Yes. It seems very puzzling that that should be a regular practice, if it is. That should not be the case. Of course there are all sorts of different pressures on the system, and it would probably not be appropriate to say that it should never happen, but, in principle, people who are in a state of anxiety should be moved with the maximum care, at the time that is of greatest benefit to them and their health needs.
As I was saying, it is not acceptable for people to be travelling for miles when they are acutely unwell. It is also not acceptable for staff to be spending time phoning around to find beds for their patients.
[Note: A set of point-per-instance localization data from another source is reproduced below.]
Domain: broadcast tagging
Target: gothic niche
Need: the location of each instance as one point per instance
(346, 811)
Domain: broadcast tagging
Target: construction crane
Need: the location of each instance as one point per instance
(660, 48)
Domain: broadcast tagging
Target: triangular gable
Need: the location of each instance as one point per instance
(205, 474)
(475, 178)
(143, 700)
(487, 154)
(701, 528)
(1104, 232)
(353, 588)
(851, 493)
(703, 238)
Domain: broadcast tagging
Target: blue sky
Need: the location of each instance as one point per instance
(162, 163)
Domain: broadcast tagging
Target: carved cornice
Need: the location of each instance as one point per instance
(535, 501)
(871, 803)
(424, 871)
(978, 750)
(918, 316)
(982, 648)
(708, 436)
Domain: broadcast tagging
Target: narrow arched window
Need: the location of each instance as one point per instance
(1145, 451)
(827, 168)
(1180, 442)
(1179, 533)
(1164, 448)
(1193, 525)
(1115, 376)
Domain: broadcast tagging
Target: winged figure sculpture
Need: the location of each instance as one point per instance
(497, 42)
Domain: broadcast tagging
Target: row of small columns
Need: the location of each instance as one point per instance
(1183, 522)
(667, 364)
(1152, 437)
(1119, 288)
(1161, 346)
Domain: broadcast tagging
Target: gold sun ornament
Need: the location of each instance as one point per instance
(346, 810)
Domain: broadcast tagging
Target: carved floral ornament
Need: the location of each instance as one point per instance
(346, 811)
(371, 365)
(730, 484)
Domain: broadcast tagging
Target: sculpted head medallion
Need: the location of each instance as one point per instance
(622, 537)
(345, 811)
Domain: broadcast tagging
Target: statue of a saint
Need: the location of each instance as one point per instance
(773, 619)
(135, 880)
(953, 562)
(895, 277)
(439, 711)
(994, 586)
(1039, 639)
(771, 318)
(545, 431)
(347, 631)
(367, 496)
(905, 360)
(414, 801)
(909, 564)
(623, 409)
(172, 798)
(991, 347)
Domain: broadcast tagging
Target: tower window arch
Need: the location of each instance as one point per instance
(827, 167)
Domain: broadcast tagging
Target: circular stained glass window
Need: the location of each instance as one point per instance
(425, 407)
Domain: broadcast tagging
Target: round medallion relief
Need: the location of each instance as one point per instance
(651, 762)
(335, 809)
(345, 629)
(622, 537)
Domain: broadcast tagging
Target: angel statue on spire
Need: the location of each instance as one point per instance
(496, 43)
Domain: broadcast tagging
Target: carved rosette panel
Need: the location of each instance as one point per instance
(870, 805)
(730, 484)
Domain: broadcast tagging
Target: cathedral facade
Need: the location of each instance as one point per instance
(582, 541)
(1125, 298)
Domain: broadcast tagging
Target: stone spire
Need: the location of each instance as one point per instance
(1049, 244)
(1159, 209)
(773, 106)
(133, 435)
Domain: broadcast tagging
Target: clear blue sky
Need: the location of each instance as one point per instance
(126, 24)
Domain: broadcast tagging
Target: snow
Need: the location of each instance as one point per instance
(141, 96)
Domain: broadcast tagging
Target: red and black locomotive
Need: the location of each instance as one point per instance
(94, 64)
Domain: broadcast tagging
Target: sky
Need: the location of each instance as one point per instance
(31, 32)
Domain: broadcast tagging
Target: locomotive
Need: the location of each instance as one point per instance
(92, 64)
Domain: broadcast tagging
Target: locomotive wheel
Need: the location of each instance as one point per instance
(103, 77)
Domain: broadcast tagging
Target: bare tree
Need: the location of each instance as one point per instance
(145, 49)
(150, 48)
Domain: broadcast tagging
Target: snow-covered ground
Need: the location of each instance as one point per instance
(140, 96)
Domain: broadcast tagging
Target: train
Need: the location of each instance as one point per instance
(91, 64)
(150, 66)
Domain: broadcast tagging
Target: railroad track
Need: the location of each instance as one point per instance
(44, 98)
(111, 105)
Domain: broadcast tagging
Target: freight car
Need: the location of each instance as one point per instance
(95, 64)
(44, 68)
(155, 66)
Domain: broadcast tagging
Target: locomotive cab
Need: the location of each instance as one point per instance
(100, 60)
Let me return briefly to the impact of social media. A couple of weeks ago, I read in a tweet from a frustrated doctor—I hope he will pick up on today’s debate—that on that particular day no bed had been available for a woman anywhere in England. Along with the hon. Member for Liverpool, Wavertree (Luciana Berger), who had raised the matter with me, I made inquiries and found that that was not technically true; beds were available. The response from the doctor was, “You may be technically correct, Minister, but it is very difficult to find them”, and the results of my inquiries suggest that that is true. We need to establish a better system of identifying beds that may be available, because that too is part of the problem. People should not be spending time looking for beds. I have an idea about that, which I shall mention later in my speech.
I had to tell the clinician that I did not think that, technically, what he had said was true. However, I recognise that for those who are in the business of finding beds for people, it should not be as difficult as it appears to be, and I want to establish what we can do to help.
We know that the need to place people out of area, away from home, family, friends and networks, is a “warning sign” of a mental health system that is under pressure, and we know that no one wants to spend scarce resources on sending people out of area. However, we cannot look at out-of-area treatments in isolation, because they are part of the mental health acute care pathway as a whole. I welcome the interim report of Nigel Crisp’s commission, which was set up to review the provision of acute in-patient psychiatric care for adults, and I look forward to reading his final report and recommendations early in the new year.
Lord Crisp’s interim report made it clear that—as I am sure the right hon. Member for North Norfolk knows—the situation is more complex than a shortage of beds. We know that there has been a long-term reduction in the number of psychiatric beds in England, but the report suggests that in many areas there would be enough beds if improvements were made to other parts of the system and integrated, community-based services were commissioned. That very point has been made this afternoon in relation to the variability of practice. The report also made it clear that the so-called bed crisis, or admissions crisis, is a problem of discharges and alternatives to admission, and can be dealt with only through changes in services and in the management of the whole system.
As the right hon. Gentleman pointed out, that can be done, as has been demonstrated in a number of local areas. Sheffield, for example, has almost entirely eliminated adult acute out-of-area treatments, and has reduced average bed occupancy to 75% by redesigning the local system, That has included investing in intensive community treatment, and working in partnership with housing. In the right hon. Gentleman’s own constituency, Norfolk and Suffolk NHS Foundation Trust has begun to reduce its historical problem of out-of-area treatments through a combination of investing in more acute adult beds and working with commissioners to develop community and crisis resolution services.
I understand that the independent Mental Health Taskforce has spent some time discussing these issues. I hope that its report, which will be published in the new year, will be an important driver for improving mental health services over the next five years, and will address many of the key issues raised in Lord Crisp’s interim report.